On Stay / True, song structures are typical, the songs are long, and they satisfy. So then, what's the difference between this and say, something released in Chicago or Detroit, circa 1991? It's easy: the words. Words used in house today are taking on the similar characteristic of being unpronounceable: they are constructed on the syllable level rather than the word level. Any house track back in the old days - say, twenty years ago - was easily singable if peppered with a vocal hook. You could hear the words, mouth them while you danced, take a sip of your gin and tonic, give your partner a seductive stare in the eyes, and get lost again in the sweaty air, the bodies, and the repetition (of course, many of these vocal hooks were simple messages about the desire of freedom from capitalist suppression or freedom from the stresses of love.) Following along with a tradition started, in my opinion, with Garage and 2-step music in the 90s (and recontextualized into Dubstep and House in the 00s, most successfully in the former in Burial's music), the words on Stay / True are barely decipherable, barely lipped over the watery echoes that drown them in the unnameable. This trend of unpronounciation (Holy Other is another producer who also works on a syllable level) is interesting, because it says something about today's hyper-electronic, digitized world, where words are everywhere: on labels, on bikes, on beers, on the radio; on our bodies (in the form of tattoos), on the sides of things, the tops of things, the backs of things; on paper, on plastic, on cardboard; on silverware, on walls (in the form of graffiti), on signs, buildings, and even on cellular data (when used by scientists).

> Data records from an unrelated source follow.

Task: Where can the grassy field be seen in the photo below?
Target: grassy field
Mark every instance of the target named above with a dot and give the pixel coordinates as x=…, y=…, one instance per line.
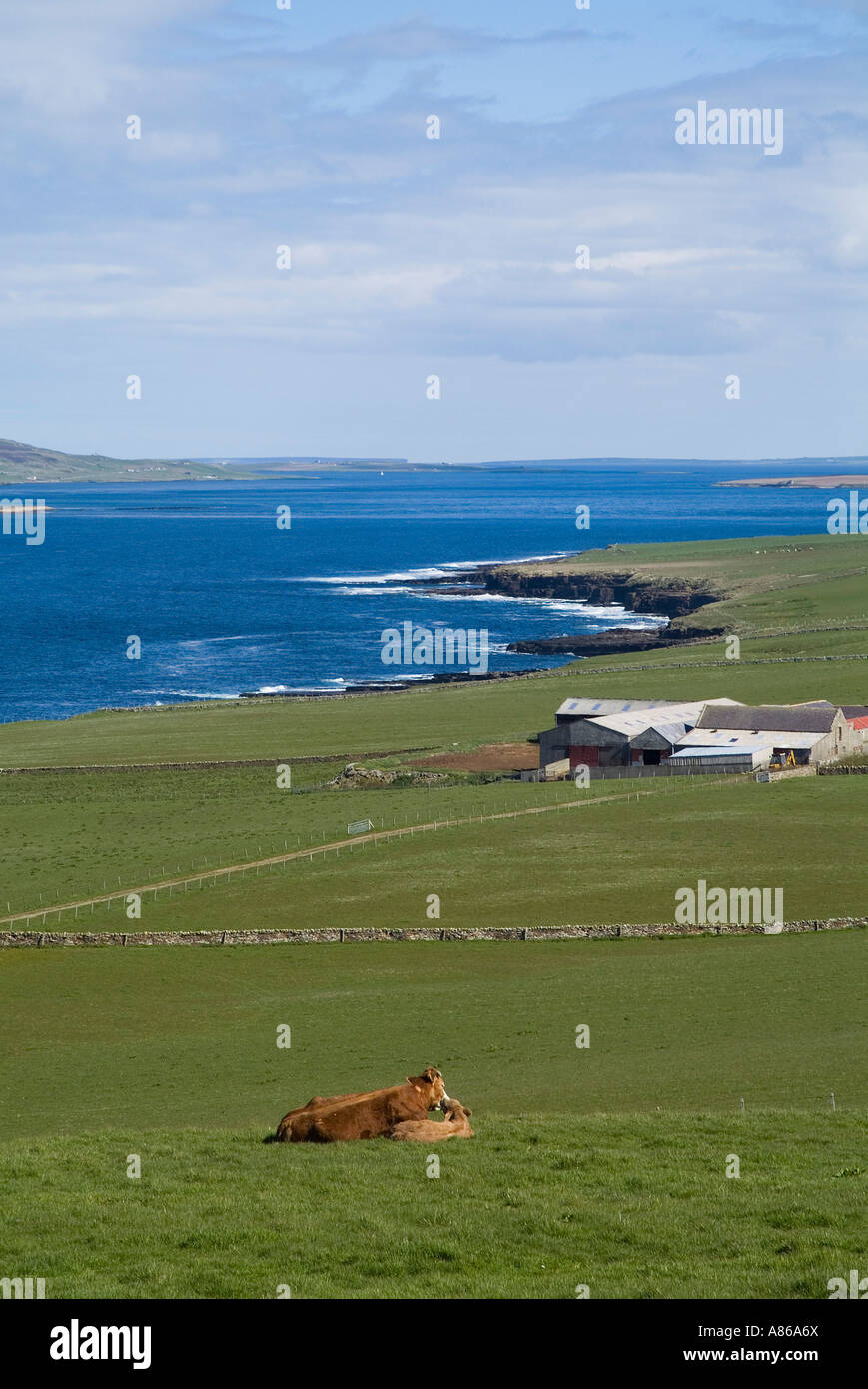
x=604, y=1165
x=564, y=867
x=529, y=1208
x=763, y=581
x=148, y=1038
x=600, y=1165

Fort Romeau's music asks the listener: why does house need language signifiers when it has lost its biggest signifier, the dancefloor? Or, to look at the question in a different way, why did house lose its language signifiers, and what does that loss say about the atmosphere in which they disappeared?

There's also another question looming ahead: where are we more without language than in the world of our bedrooms (the neo-dancefloor), with the door closed, the lights on, the curtains drawn, exhaling the night with a glass of water on our night tables, relieved of our hunger, and aware of the inside worlds we cultivate online and in the objects we have? No matter how drunk or chemically induced we are at a club, we always need to go back home, to our rooms, to our various-sized bedrooms with various-sized windows and objects, like nice rugs, maybe some carpets, a ceiling fan, toys, records, books, and always, most importantly a bed, whether it be of water, polyester, a bunch of Mexican blankets, a mat of hay, or viscoelastic memory foam. We go back to beds, even in music. Stay / True, as well as Fort Romeau's previous releases, sounds more like an urban form of the lullaby, a kind of modern berceuse befitting the non-syllabic environment of dreams. Of course, when we dream, we often dream in languages we don't know, or neo-languages we don't recognize, if there is any language at all, or any sound beyond guttural utterances. That's why it's befitting to call his music a dreamy interpretation not only of house, but also of dreams. The bedroom, is, of course, a component of a house (here the house/house divide becomes strange in its shared language-space) and we dream in our bedrooms. Which is to say that dreams are private things, and that we escape in them when mesmerized in the dazzling repetition of music, especially of house music, of Stay / True, which will bring us all back to the essence of beat-driven wordlessness, which is part of Fort Romeau's melodic forte.